HOME | tmvl

Quality Matters:

Assessing cQA Pair Quality via Transductive Multi-view Learning

Abstract

Community-based question answering (cQA) sites have become important knowledge sharing platforms, as massive cQA pairs are archived, but the uneven quality of cQA pairs leaves information seekers unsatisfied. Various efforts have been dedicated to predicting the quality of cQA content. Most of them concatenate different features into single vectors and then feed them into regression models. In fact, the quality of cQA pairs is influenced by different views, and the agreement among them is essential for quality assessment. On the other hand, the lacking of labeled data significantly hinders the quality prediction performance. Toward this end, we present a transductive multi-view learning model. It is designed to find a latent common space by unifying and preserving information from various views, including question, answer, QA relevance, asker, and answerer. Additionally, rich information in the unlabeled test cQA pairs are utilized via transductive learning to enhance the representation ability of the common space. Extensive experiments on real-world datasets have well-validated the proposed model.

TMvL Model Optimization

We adopt the alternating strategy to minimize our objective function. We first fix w and optimize O w.r.t X^(0) with gradient descent. Then we fix X^(0), and calculate the closed-form solution to w. Click here for detailed optimization process.

Data Description

Two datasets crawled from StackExchange were utilized in our experiments. The first one is from English subsite, and the other one is from Game subsite. All these two datasets contains information extracted from questions, answers, askers, and answerers.

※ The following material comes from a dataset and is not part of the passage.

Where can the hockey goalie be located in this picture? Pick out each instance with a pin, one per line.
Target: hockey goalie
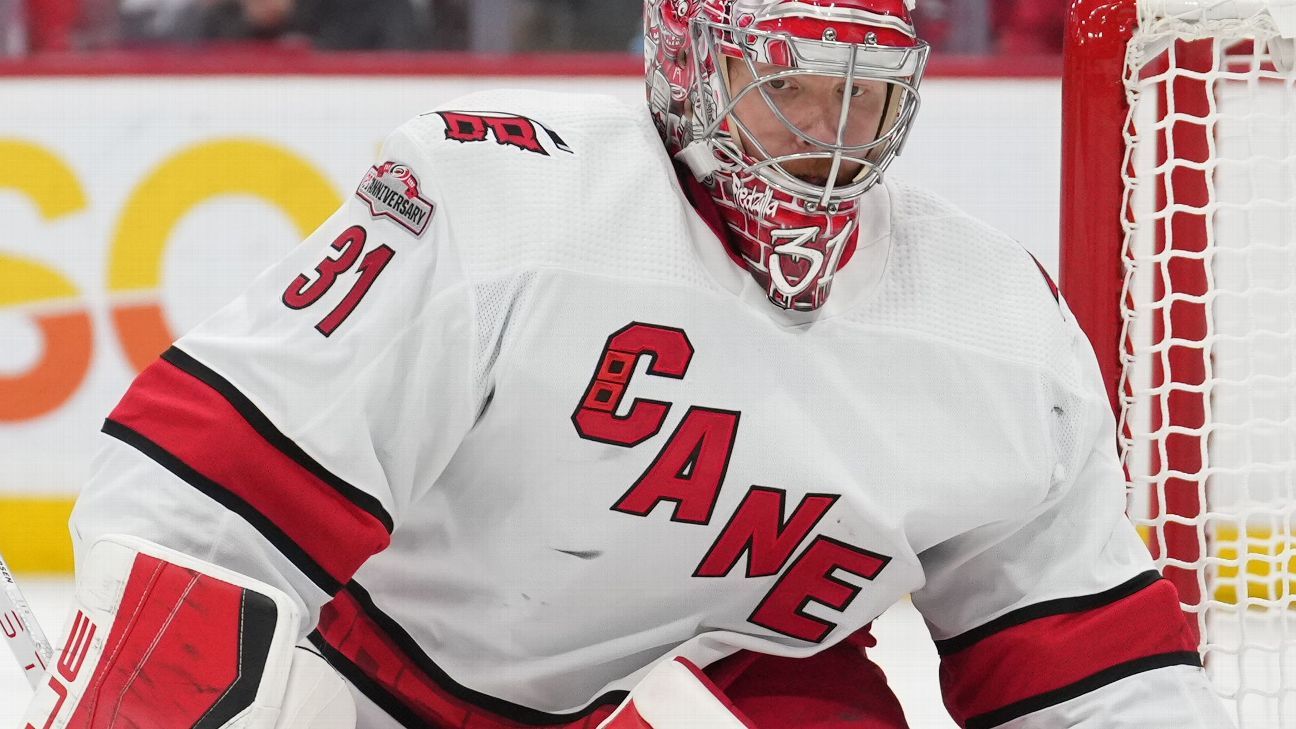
(586, 415)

The English dataset contains 26,746 questions, and 28,271 users (askers and answerers).
The Game Dataset contains 27,877 questions, and 24,079 users (askers and answerers).

The datasets are well formated with JSON form. Click here to download.

Code Publication

The code of our TMvL model is available. It is implemented with the help of python NumPy.

Click here to download.

Volunteer Annotation Guideline

5: The question is clear, and the answer well resolves the question. The question and the answer are well organized without typos and ambiguities.

4: The answer resolves the question. The question and the answer is understandable with some minor typos.

3: The answer resolves the question, but users need to read the question or answer several times to understand.

2: The question is partly resolved and there are less useful information in the QA pair.

1: The question and answer are difficult to understand. The answer is not related to the question.